Yalnız adam duygusal adamdır be abi, yalnız bir kızı sevmiştir, yalnız bir dostu olmuştur, yalnız bir hayali olmuştur, itiraf etmek istemiştir geceleri yatmadan önce ağladığını, ifade etmek istemiştir oda kendini diğerleri gibi ama olmamıştır, yapamamıştır, budur işte tek nedeni, korkmuştur, her ilişkinin bir gün son bulacağını, onlar gittikten sonra geride kalan adam olmaktan korkmuştur hep, ayrılığı en büyük acı olarak görmüştür, sevgiyi ise en büyük zayıflık.. Bu yüzden sahiplenememiştir kimseye, zordur yalnız adam olmak çok zor.
sibel egemen' in sanki benim icin yazdigi sarki.

karanlik sokaklar, yalniz bir adam
yuruyor yollarda ardina bakmadan
takilip dussede kendi basina kalkacak ve
hic kimse ona donup bakmayacak

yalniz adam tek basina
yalniz adam tek basina

kimsesiz zavalli dedirtmez kendine
aglayip sizlamaz dertlesmez kimseyle
karanlik sokaklar yalniz bir adam
yuruyor yollarda ardina bakmadan

yalniz adam tek basina
yalniz adam tek basina

karanlik sokaklar yalniz bir adam
yuruyor yollarda ardina bakmadan.
kalabaliklar icinde olup surekli bi yerde takilip kendi icinde yalniz olan insandir. ayrica;

(bkz: sibel egemen yalnız adam)
yalnız adamın evi sokaklardır.
bir cüneyt arkın filmi.
(bkz: #1243260)
manuel takılmaya mecbur, sorunlu adamdır.
kemal tahir'in 'yorgun savaşçı' ve şevket süreyya aydemir'in 'tek adam'adlı eserlerinde betimlenen mustafa kemal karakterleridir.

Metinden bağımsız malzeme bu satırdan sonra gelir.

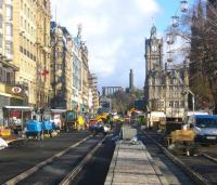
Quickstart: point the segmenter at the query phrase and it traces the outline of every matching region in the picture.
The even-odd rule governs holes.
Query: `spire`
[[[201,0],[199,1],[199,4],[197,4],[197,17],[203,17],[203,5],[202,5],[202,2]]]
[[[77,34],[77,38],[81,41],[81,31],[82,31],[82,25],[79,24],[78,25],[78,34]]]
[[[153,24],[151,28],[151,38],[155,38],[155,37],[156,37],[156,26]]]

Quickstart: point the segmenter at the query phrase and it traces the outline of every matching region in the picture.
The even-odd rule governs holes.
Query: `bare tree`
[[[216,2],[195,1],[194,8],[171,27],[174,37],[190,43],[190,88],[196,95],[200,107],[209,106],[217,114],[217,9]]]

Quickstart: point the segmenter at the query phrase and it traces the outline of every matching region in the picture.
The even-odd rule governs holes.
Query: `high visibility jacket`
[[[82,116],[78,117],[78,124],[79,125],[84,125],[85,124],[85,119],[82,118]]]

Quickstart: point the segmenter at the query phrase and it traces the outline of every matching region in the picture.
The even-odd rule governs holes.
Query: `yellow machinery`
[[[171,132],[171,143],[180,143],[180,142],[193,142],[194,141],[194,132],[191,129],[188,130],[176,130]]]
[[[177,155],[194,155],[197,150],[194,143],[195,133],[191,129],[176,130],[170,134],[171,149]]]

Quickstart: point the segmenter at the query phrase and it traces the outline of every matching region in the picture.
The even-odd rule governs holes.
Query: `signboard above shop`
[[[23,97],[23,95],[24,95],[23,88],[20,87],[20,85],[7,85],[5,91],[7,91],[7,93],[13,94],[13,95],[16,95],[16,96]]]

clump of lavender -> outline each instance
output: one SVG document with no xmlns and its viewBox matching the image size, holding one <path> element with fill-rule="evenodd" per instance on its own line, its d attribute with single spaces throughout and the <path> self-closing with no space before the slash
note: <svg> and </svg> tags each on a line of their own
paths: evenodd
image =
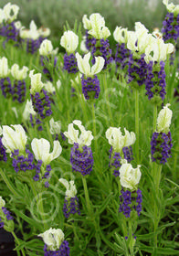
<svg viewBox="0 0 179 256">
<path fill-rule="evenodd" d="M 5 206 L 5 201 L 0 197 L 0 229 L 4 228 L 6 231 L 12 232 L 15 226 L 14 219 Z"/>
<path fill-rule="evenodd" d="M 153 133 L 151 141 L 151 154 L 153 162 L 158 165 L 164 165 L 167 159 L 171 157 L 171 149 L 173 147 L 172 136 L 170 132 L 171 119 L 173 112 L 166 104 L 159 112 L 157 119 L 157 129 Z"/>
<path fill-rule="evenodd" d="M 60 45 L 66 49 L 64 55 L 64 69 L 75 74 L 79 71 L 75 50 L 79 45 L 79 37 L 72 31 L 65 31 L 60 39 Z"/>
<path fill-rule="evenodd" d="M 34 110 L 43 120 L 52 114 L 51 101 L 48 93 L 43 89 L 44 83 L 41 81 L 41 74 L 34 75 L 34 70 L 30 71 L 31 89 L 30 96 Z"/>
<path fill-rule="evenodd" d="M 82 93 L 86 100 L 98 99 L 100 91 L 100 80 L 96 74 L 100 73 L 104 67 L 105 60 L 102 57 L 95 57 L 95 64 L 90 68 L 90 52 L 82 59 L 76 53 L 78 67 L 83 74 L 81 77 Z"/>
<path fill-rule="evenodd" d="M 125 160 L 126 161 L 126 160 Z M 136 211 L 138 216 L 142 211 L 142 191 L 137 185 L 141 179 L 140 165 L 132 168 L 127 161 L 122 163 L 120 168 L 120 182 L 122 187 L 120 196 L 120 208 L 126 218 L 130 218 L 132 211 Z"/>
<path fill-rule="evenodd" d="M 60 229 L 52 229 L 39 234 L 44 240 L 44 256 L 69 256 L 68 242 L 65 240 L 65 236 Z"/>
<path fill-rule="evenodd" d="M 81 132 L 79 137 L 79 131 L 73 127 L 74 124 Z M 82 176 L 90 175 L 94 165 L 92 151 L 90 147 L 93 139 L 92 133 L 86 131 L 79 120 L 75 120 L 73 123 L 68 124 L 68 132 L 64 134 L 68 138 L 68 143 L 74 144 L 70 154 L 72 170 L 79 172 Z"/>
<path fill-rule="evenodd" d="M 15 79 L 12 87 L 13 101 L 16 100 L 19 103 L 24 102 L 26 99 L 26 86 L 25 79 L 26 78 L 27 71 L 27 67 L 24 66 L 22 69 L 19 69 L 17 64 L 14 64 L 11 68 L 11 74 Z"/>
<path fill-rule="evenodd" d="M 3 57 L 0 59 L 0 87 L 5 98 L 9 98 L 12 94 L 12 84 L 9 73 L 10 69 L 8 69 L 7 59 Z"/>
<path fill-rule="evenodd" d="M 109 167 L 113 172 L 115 176 L 119 176 L 119 169 L 121 166 L 121 159 L 126 159 L 128 162 L 132 160 L 132 144 L 135 143 L 135 133 L 129 133 L 124 128 L 125 134 L 122 135 L 121 127 L 110 127 L 106 131 L 106 138 L 111 145 L 110 149 L 110 164 Z"/>
<path fill-rule="evenodd" d="M 48 80 L 52 81 L 52 75 L 50 74 L 50 70 L 48 69 L 48 65 L 53 59 L 53 56 L 57 54 L 58 48 L 53 49 L 53 46 L 50 40 L 45 39 L 40 45 L 39 54 L 40 54 L 40 64 L 43 67 L 43 73 L 46 75 Z M 53 69 L 57 66 L 58 59 L 54 58 Z"/>
<path fill-rule="evenodd" d="M 163 3 L 168 11 L 163 22 L 163 37 L 164 42 L 176 44 L 179 37 L 179 5 L 168 4 L 168 0 L 163 0 Z"/>
<path fill-rule="evenodd" d="M 65 218 L 68 218 L 70 214 L 78 213 L 80 215 L 79 198 L 77 197 L 77 188 L 74 181 L 68 181 L 64 178 L 60 178 L 59 182 L 66 187 L 65 201 L 63 205 L 63 213 Z"/>
</svg>

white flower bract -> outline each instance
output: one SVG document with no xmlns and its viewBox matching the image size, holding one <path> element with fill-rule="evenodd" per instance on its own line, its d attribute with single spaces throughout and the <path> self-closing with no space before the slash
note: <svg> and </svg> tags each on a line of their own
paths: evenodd
<svg viewBox="0 0 179 256">
<path fill-rule="evenodd" d="M 61 37 L 60 45 L 68 53 L 74 53 L 79 45 L 79 37 L 73 31 L 65 31 Z"/>
<path fill-rule="evenodd" d="M 73 127 L 74 124 L 77 125 L 81 132 L 79 136 L 79 130 L 76 130 Z M 65 132 L 64 134 L 68 139 L 68 144 L 74 144 L 74 143 L 77 143 L 79 147 L 83 147 L 84 145 L 90 146 L 93 139 L 92 132 L 86 131 L 79 120 L 74 120 L 72 123 L 69 123 L 68 126 L 68 132 Z"/>
<path fill-rule="evenodd" d="M 125 134 L 122 135 L 121 127 L 110 127 L 106 131 L 106 138 L 112 146 L 114 152 L 121 152 L 124 146 L 130 146 L 135 143 L 136 137 L 133 132 L 131 133 L 124 128 Z"/>
<path fill-rule="evenodd" d="M 132 168 L 131 164 L 122 164 L 120 168 L 120 182 L 121 185 L 125 188 L 135 190 L 137 184 L 141 179 L 141 165 L 137 168 Z"/>
<path fill-rule="evenodd" d="M 38 237 L 41 237 L 44 242 L 47 245 L 47 249 L 53 251 L 59 249 L 65 239 L 64 233 L 60 229 L 56 229 L 52 228 L 44 233 L 39 234 Z"/>
<path fill-rule="evenodd" d="M 157 132 L 168 133 L 170 130 L 173 112 L 168 108 L 170 104 L 166 104 L 159 112 L 157 118 Z"/>
<path fill-rule="evenodd" d="M 90 52 L 85 54 L 82 58 L 78 52 L 76 53 L 77 64 L 79 71 L 87 77 L 92 77 L 95 74 L 100 73 L 105 63 L 105 59 L 102 57 L 95 57 L 95 64 L 90 68 Z"/>
<path fill-rule="evenodd" d="M 27 136 L 22 125 L 15 124 L 11 126 L 3 125 L 2 143 L 6 148 L 7 153 L 19 150 L 19 153 L 25 153 Z"/>
<path fill-rule="evenodd" d="M 69 182 L 65 178 L 60 178 L 59 182 L 63 184 L 63 186 L 66 187 L 66 193 L 65 196 L 67 199 L 70 199 L 71 197 L 75 197 L 77 195 L 77 188 L 75 186 L 74 180 L 70 180 Z"/>
<path fill-rule="evenodd" d="M 54 141 L 54 148 L 52 153 L 49 153 L 50 144 L 47 140 L 41 139 L 33 139 L 31 143 L 32 151 L 34 152 L 35 158 L 37 161 L 42 160 L 45 165 L 49 165 L 50 162 L 57 157 L 62 152 L 62 147 L 58 141 Z"/>
</svg>

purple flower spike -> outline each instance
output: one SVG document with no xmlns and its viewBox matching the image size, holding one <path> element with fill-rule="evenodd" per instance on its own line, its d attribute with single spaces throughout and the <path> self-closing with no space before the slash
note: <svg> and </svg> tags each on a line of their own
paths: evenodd
<svg viewBox="0 0 179 256">
<path fill-rule="evenodd" d="M 167 13 L 163 22 L 163 38 L 165 43 L 175 44 L 179 37 L 179 14 Z"/>
<path fill-rule="evenodd" d="M 0 79 L 0 87 L 5 98 L 9 98 L 12 94 L 12 85 L 9 78 Z"/>
<path fill-rule="evenodd" d="M 81 78 L 82 93 L 86 100 L 98 99 L 100 92 L 100 80 L 97 75 L 94 78 L 84 79 L 84 75 Z"/>
<path fill-rule="evenodd" d="M 91 48 L 92 64 L 95 64 L 95 57 L 101 56 L 105 59 L 103 69 L 106 69 L 107 66 L 110 65 L 113 59 L 111 57 L 111 49 L 110 48 L 109 40 L 106 39 L 96 39 L 94 47 Z"/>
<path fill-rule="evenodd" d="M 0 137 L 0 161 L 6 162 L 7 157 L 6 157 L 6 153 L 5 153 L 5 148 L 2 143 L 2 138 Z"/>
<path fill-rule="evenodd" d="M 144 54 L 142 54 L 141 59 L 136 59 L 132 54 L 129 56 L 128 62 L 128 83 L 133 81 L 133 86 L 137 88 L 142 86 L 146 80 L 147 75 L 147 63 L 144 59 Z"/>
<path fill-rule="evenodd" d="M 148 99 L 155 104 L 161 104 L 166 94 L 165 71 L 163 61 L 153 63 L 150 61 L 147 69 L 147 77 L 145 80 L 145 90 Z"/>
<path fill-rule="evenodd" d="M 73 171 L 79 172 L 82 176 L 90 175 L 94 165 L 91 148 L 84 145 L 80 152 L 79 144 L 75 143 L 71 148 L 70 163 Z"/>
<path fill-rule="evenodd" d="M 15 80 L 12 88 L 13 101 L 17 101 L 19 103 L 25 101 L 26 87 L 25 80 Z"/>
<path fill-rule="evenodd" d="M 153 162 L 164 165 L 171 157 L 173 147 L 171 133 L 153 133 L 151 140 L 151 154 Z"/>
<path fill-rule="evenodd" d="M 77 66 L 77 59 L 73 53 L 64 55 L 64 69 L 68 70 L 68 73 L 77 73 L 79 71 Z"/>
<path fill-rule="evenodd" d="M 119 212 L 123 212 L 126 218 L 130 218 L 131 211 L 134 209 L 137 211 L 138 216 L 140 216 L 142 202 L 142 191 L 138 189 L 137 191 L 131 192 L 129 190 L 124 191 L 122 188 L 121 193 Z"/>
<path fill-rule="evenodd" d="M 35 95 L 31 94 L 31 100 L 35 112 L 37 112 L 41 119 L 52 114 L 51 101 L 47 91 L 44 89 L 40 92 L 36 92 Z"/>
<path fill-rule="evenodd" d="M 70 214 L 78 213 L 80 215 L 79 198 L 77 197 L 67 198 L 65 197 L 63 205 L 63 213 L 65 218 L 68 218 Z"/>
<path fill-rule="evenodd" d="M 44 246 L 44 256 L 69 256 L 69 246 L 67 240 L 64 240 L 59 250 L 58 251 L 47 251 L 47 246 L 45 244 Z"/>
</svg>

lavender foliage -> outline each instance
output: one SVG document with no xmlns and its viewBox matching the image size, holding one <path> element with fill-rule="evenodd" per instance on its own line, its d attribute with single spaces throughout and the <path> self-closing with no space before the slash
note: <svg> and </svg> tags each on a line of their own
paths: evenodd
<svg viewBox="0 0 179 256">
<path fill-rule="evenodd" d="M 171 132 L 153 133 L 151 140 L 151 154 L 153 162 L 164 165 L 167 159 L 171 157 L 171 149 L 173 147 Z"/>
<path fill-rule="evenodd" d="M 91 148 L 84 145 L 80 151 L 79 144 L 75 143 L 71 148 L 70 163 L 73 171 L 79 172 L 82 176 L 90 175 L 94 165 Z"/>
<path fill-rule="evenodd" d="M 82 85 L 82 93 L 86 100 L 94 100 L 98 99 L 100 87 L 100 80 L 97 75 L 94 75 L 94 78 L 84 78 L 84 75 L 81 78 L 81 85 Z"/>
</svg>

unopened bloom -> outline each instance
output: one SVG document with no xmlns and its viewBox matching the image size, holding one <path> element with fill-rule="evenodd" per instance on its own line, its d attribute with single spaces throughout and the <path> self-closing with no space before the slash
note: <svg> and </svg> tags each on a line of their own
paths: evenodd
<svg viewBox="0 0 179 256">
<path fill-rule="evenodd" d="M 31 143 L 32 151 L 35 155 L 35 158 L 37 161 L 42 160 L 45 165 L 49 165 L 50 162 L 57 157 L 62 152 L 62 147 L 58 141 L 54 141 L 54 148 L 52 153 L 49 153 L 50 150 L 50 144 L 46 139 L 33 139 Z"/>
<path fill-rule="evenodd" d="M 53 46 L 50 40 L 45 39 L 39 48 L 39 54 L 42 56 L 47 56 L 52 54 L 53 52 Z"/>
<path fill-rule="evenodd" d="M 106 131 L 106 138 L 109 144 L 114 149 L 114 152 L 121 152 L 121 149 L 125 146 L 130 146 L 135 143 L 136 137 L 133 132 L 131 133 L 124 128 L 125 134 L 122 135 L 121 127 L 110 127 Z"/>
<path fill-rule="evenodd" d="M 19 6 L 8 3 L 4 6 L 3 10 L 5 21 L 11 23 L 16 18 L 19 11 Z"/>
<path fill-rule="evenodd" d="M 79 37 L 73 31 L 65 31 L 61 37 L 60 45 L 68 54 L 74 53 L 79 45 Z"/>
<path fill-rule="evenodd" d="M 41 81 L 42 74 L 37 73 L 34 75 L 34 70 L 31 70 L 29 73 L 29 77 L 31 79 L 30 93 L 35 94 L 36 92 L 40 92 L 40 91 L 44 87 L 44 83 Z"/>
<path fill-rule="evenodd" d="M 44 242 L 47 246 L 47 249 L 50 251 L 58 250 L 65 240 L 64 233 L 60 229 L 56 229 L 52 228 L 44 233 L 39 234 L 38 237 L 43 239 Z"/>
<path fill-rule="evenodd" d="M 8 62 L 5 57 L 0 59 L 0 78 L 6 78 L 10 73 L 8 69 Z"/>
<path fill-rule="evenodd" d="M 54 121 L 53 118 L 49 121 L 49 132 L 51 134 L 59 134 L 61 132 L 61 122 L 60 121 Z"/>
<path fill-rule="evenodd" d="M 104 67 L 104 59 L 102 57 L 95 57 L 95 64 L 90 68 L 90 52 L 85 54 L 83 58 L 77 52 L 76 58 L 79 71 L 86 77 L 92 77 L 100 73 Z"/>
<path fill-rule="evenodd" d="M 2 142 L 6 148 L 7 153 L 12 153 L 15 150 L 19 150 L 20 153 L 25 153 L 27 136 L 22 125 L 15 124 L 11 126 L 3 125 Z"/>
<path fill-rule="evenodd" d="M 173 112 L 168 108 L 170 104 L 166 104 L 159 112 L 157 118 L 157 132 L 168 133 L 173 116 Z"/>
<path fill-rule="evenodd" d="M 74 124 L 80 130 L 79 136 L 79 130 L 74 128 Z M 64 134 L 68 139 L 68 144 L 74 144 L 76 143 L 80 148 L 84 145 L 90 146 L 93 139 L 92 132 L 86 131 L 79 120 L 74 120 L 72 123 L 69 123 L 68 126 L 68 132 L 65 132 Z"/>
<path fill-rule="evenodd" d="M 14 64 L 11 67 L 11 74 L 17 80 L 23 80 L 26 78 L 28 68 L 23 66 L 22 69 L 19 69 L 18 64 Z"/>
<path fill-rule="evenodd" d="M 131 164 L 122 164 L 120 168 L 120 182 L 125 188 L 135 190 L 141 179 L 141 165 L 133 168 Z"/>
</svg>

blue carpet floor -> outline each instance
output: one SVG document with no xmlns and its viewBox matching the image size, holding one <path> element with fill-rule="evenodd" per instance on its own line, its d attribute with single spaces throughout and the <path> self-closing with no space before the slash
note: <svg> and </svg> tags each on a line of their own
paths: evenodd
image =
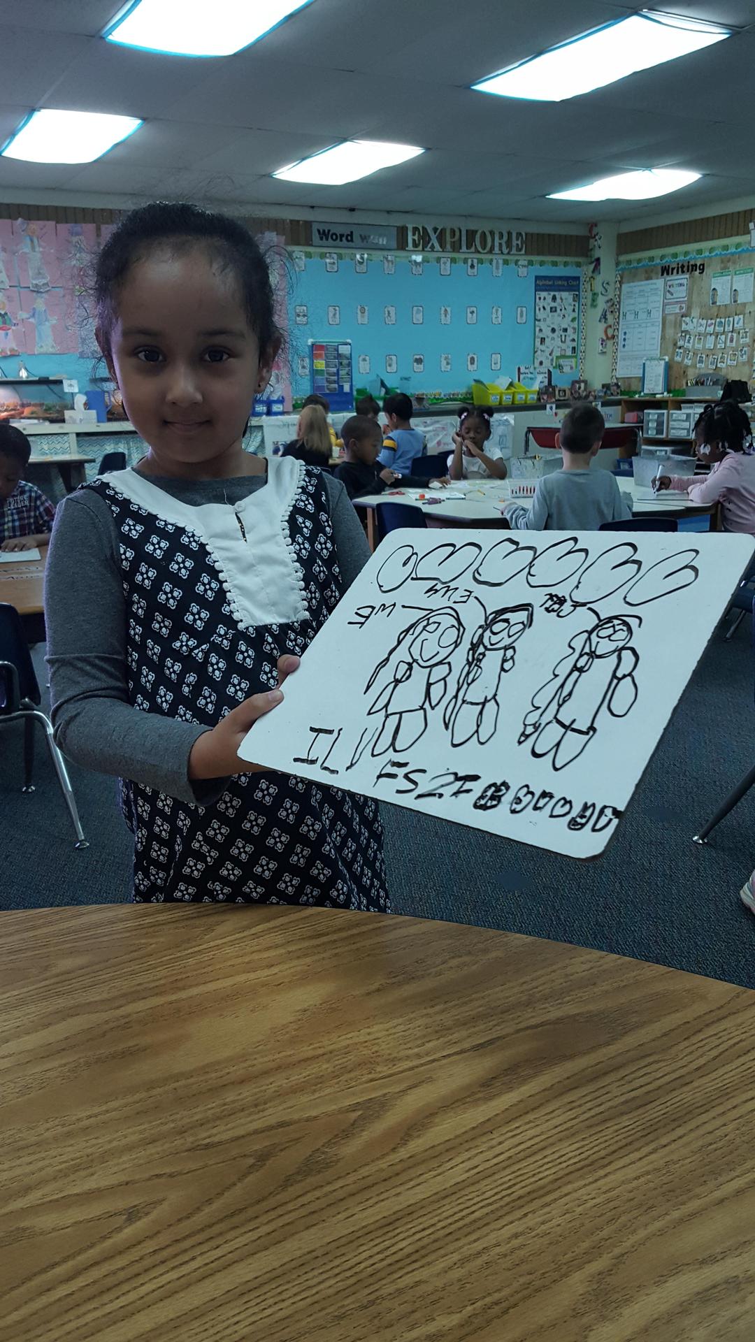
<svg viewBox="0 0 755 1342">
<path fill-rule="evenodd" d="M 44 648 L 35 666 L 44 684 Z M 716 635 L 609 851 L 576 863 L 384 808 L 394 910 L 594 946 L 755 988 L 755 918 L 738 891 L 755 866 L 755 789 L 708 848 L 692 835 L 755 753 L 747 621 Z M 130 835 L 114 780 L 71 765 L 90 847 L 73 829 L 42 734 L 21 796 L 21 731 L 0 729 L 0 909 L 129 898 Z"/>
</svg>

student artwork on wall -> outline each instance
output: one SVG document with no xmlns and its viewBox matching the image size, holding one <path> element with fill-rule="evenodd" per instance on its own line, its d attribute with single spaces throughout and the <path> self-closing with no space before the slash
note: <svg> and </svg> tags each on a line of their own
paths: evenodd
<svg viewBox="0 0 755 1342">
<path fill-rule="evenodd" d="M 449 262 L 447 276 L 441 275 L 439 263 L 443 259 Z M 343 334 L 356 350 L 368 354 L 373 373 L 376 369 L 383 373 L 387 352 L 395 354 L 396 373 L 412 378 L 412 392 L 430 388 L 463 392 L 466 354 L 472 344 L 481 368 L 488 369 L 490 354 L 496 352 L 501 354 L 500 372 L 513 377 L 519 365 L 532 362 L 536 275 L 558 274 L 560 268 L 579 286 L 580 274 L 576 266 L 558 267 L 551 262 L 545 271 L 529 267 L 528 278 L 520 279 L 516 264 L 508 260 L 493 291 L 486 287 L 492 285 L 489 260 L 480 260 L 480 272 L 473 278 L 466 272 L 466 258 L 461 256 L 453 263 L 449 256 L 426 258 L 419 276 L 411 274 L 411 254 L 396 255 L 390 275 L 384 271 L 384 260 L 382 255 L 368 254 L 367 271 L 355 274 L 353 254 L 341 255 L 339 271 L 330 274 L 325 268 L 325 254 L 308 254 L 306 270 L 294 275 L 289 299 L 290 329 L 294 333 L 289 344 L 294 395 L 305 396 L 309 391 L 306 381 L 298 378 L 296 356 L 306 350 L 309 340 L 320 340 L 328 329 Z M 306 325 L 297 322 L 297 307 L 306 307 Z M 340 311 L 337 327 L 328 321 L 328 309 L 332 307 Z M 517 307 L 521 309 L 521 325 L 515 322 Z M 466 321 L 468 309 L 473 310 L 470 318 L 477 318 L 470 323 Z M 425 357 L 426 381 L 419 381 L 414 373 L 415 353 Z M 441 368 L 441 354 L 445 353 L 453 356 L 453 370 L 443 372 Z M 567 385 L 574 376 L 574 372 L 556 370 L 553 381 Z"/>
<path fill-rule="evenodd" d="M 537 275 L 535 279 L 536 372 L 576 369 L 578 350 L 579 279 L 566 275 Z"/>
<path fill-rule="evenodd" d="M 394 531 L 239 754 L 594 858 L 754 549 L 713 533 Z M 333 666 L 352 692 L 313 692 Z"/>
</svg>

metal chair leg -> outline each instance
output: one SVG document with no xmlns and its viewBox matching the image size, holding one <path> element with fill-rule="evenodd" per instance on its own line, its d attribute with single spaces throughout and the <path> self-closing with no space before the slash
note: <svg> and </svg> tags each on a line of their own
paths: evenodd
<svg viewBox="0 0 755 1342">
<path fill-rule="evenodd" d="M 24 785 L 21 792 L 34 792 L 34 782 L 31 781 L 31 774 L 34 769 L 34 719 L 27 717 L 24 721 Z"/>
<path fill-rule="evenodd" d="M 742 782 L 739 782 L 738 786 L 734 789 L 734 792 L 729 793 L 723 805 L 720 805 L 719 809 L 716 811 L 715 816 L 712 816 L 712 819 L 708 820 L 707 825 L 703 825 L 699 835 L 693 836 L 692 843 L 700 843 L 700 844 L 708 843 L 708 835 L 711 833 L 711 831 L 715 829 L 717 824 L 720 824 L 724 816 L 728 816 L 729 811 L 734 811 L 734 808 L 742 801 L 744 794 L 750 792 L 754 784 L 755 784 L 755 768 L 751 769 L 750 773 L 744 774 Z"/>
<path fill-rule="evenodd" d="M 63 797 L 66 798 L 69 815 L 74 823 L 74 829 L 77 832 L 77 841 L 74 844 L 74 848 L 89 848 L 89 841 L 85 839 L 83 829 L 81 827 L 77 801 L 74 797 L 74 789 L 71 788 L 71 780 L 69 778 L 69 770 L 66 769 L 66 761 L 63 760 L 63 756 L 58 750 L 58 746 L 55 745 L 52 737 L 52 723 L 50 722 L 50 718 L 47 718 L 44 713 L 40 711 L 40 709 L 35 709 L 34 713 L 27 714 L 27 718 L 42 722 L 42 726 L 44 727 L 44 739 L 47 741 L 50 754 L 52 756 L 52 764 L 55 765 L 55 773 L 58 774 L 60 790 L 63 793 Z"/>
<path fill-rule="evenodd" d="M 734 639 L 736 631 L 739 629 L 739 625 L 744 620 L 746 615 L 747 615 L 747 611 L 738 611 L 736 612 L 734 620 L 731 621 L 731 624 L 729 624 L 729 627 L 728 627 L 728 629 L 725 632 L 724 643 L 731 643 L 731 640 Z"/>
</svg>

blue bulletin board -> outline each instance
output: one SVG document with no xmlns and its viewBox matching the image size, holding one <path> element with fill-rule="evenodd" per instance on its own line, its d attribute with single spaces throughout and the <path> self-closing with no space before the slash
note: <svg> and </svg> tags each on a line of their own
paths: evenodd
<svg viewBox="0 0 755 1342">
<path fill-rule="evenodd" d="M 351 341 L 355 386 L 463 392 L 516 378 L 535 356 L 536 278 L 579 295 L 582 268 L 556 260 L 294 251 L 289 342 L 294 396 L 310 391 L 310 342 Z M 541 291 L 541 286 L 539 286 Z M 579 303 L 579 297 L 578 297 Z M 579 314 L 582 315 L 582 314 Z M 574 372 L 555 370 L 568 385 Z M 406 386 L 402 382 L 402 386 Z"/>
</svg>

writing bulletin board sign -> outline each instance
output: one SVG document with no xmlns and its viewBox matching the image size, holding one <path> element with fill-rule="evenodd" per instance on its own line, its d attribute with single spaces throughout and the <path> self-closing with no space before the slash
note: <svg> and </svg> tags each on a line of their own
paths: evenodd
<svg viewBox="0 0 755 1342">
<path fill-rule="evenodd" d="M 594 858 L 755 550 L 689 539 L 392 531 L 239 754 Z"/>
<path fill-rule="evenodd" d="M 669 388 L 684 388 L 703 374 L 750 382 L 755 364 L 755 251 L 622 272 L 617 374 L 627 389 L 639 389 L 642 366 L 633 362 L 635 352 L 623 350 L 622 340 L 630 338 L 625 313 L 637 307 L 633 295 L 661 290 L 662 318 L 646 330 L 645 357 L 668 358 Z"/>
<path fill-rule="evenodd" d="M 312 341 L 309 346 L 309 381 L 317 396 L 324 396 L 332 411 L 353 409 L 351 342 L 345 340 Z"/>
</svg>

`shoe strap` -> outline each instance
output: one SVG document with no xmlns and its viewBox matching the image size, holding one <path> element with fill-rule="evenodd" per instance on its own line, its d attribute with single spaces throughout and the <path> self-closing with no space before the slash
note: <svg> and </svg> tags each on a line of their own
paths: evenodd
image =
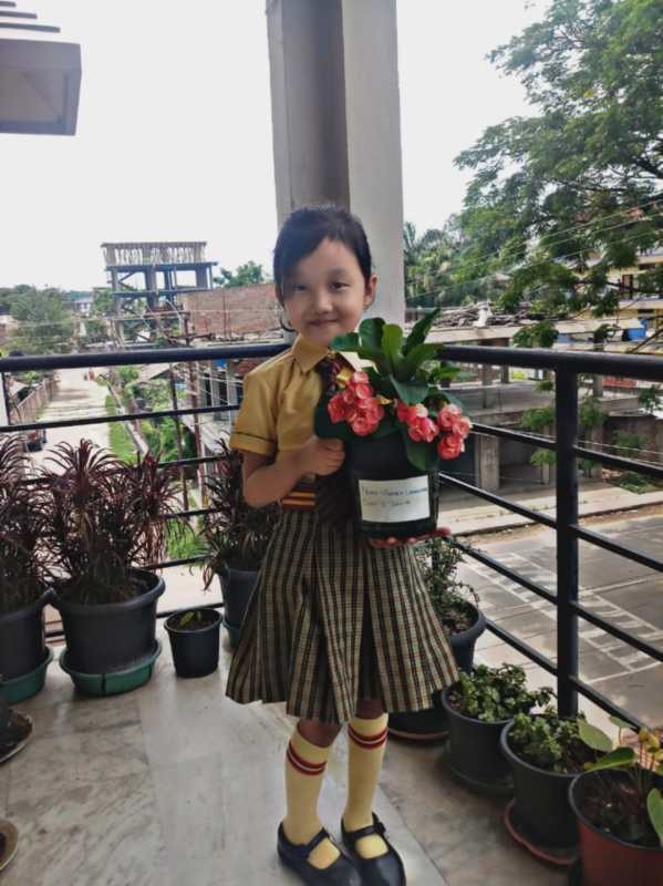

memleket için, o'nun hissettiklerini hissedebilen, aynı inanç, umut ve hırsla yüklü bir ikinci kişinin olmayışıdır, resmedilen. ve gerçektir üstelik... en dişe dokunuru; inönü dür. gerisini varın siz düşünün...

dile kolaydır;

1923-29 yılları arasındaki 6 yıl içerisinde 10 milli eğitim bakanı eskitmesi, genç cumhuriyetin.
içine kapanık, asosyal, insanlarla ıletısım kuramamıs ınsandır..
iyi rol yapan adamdır.
genelde duyulduğunda an itibariyle hayallarde su sekilde betimlenen insan: buğulu bi hava tahta iki katlı eski bir ev ve giriş katta beyaz saclı kırmızı tenli esmer anadolu tipli zayıf bi amcamın sigara tüttürmesi...
ıssız adamla eş anlamlıdır. ama yalnız adamda durum daha vahimdir.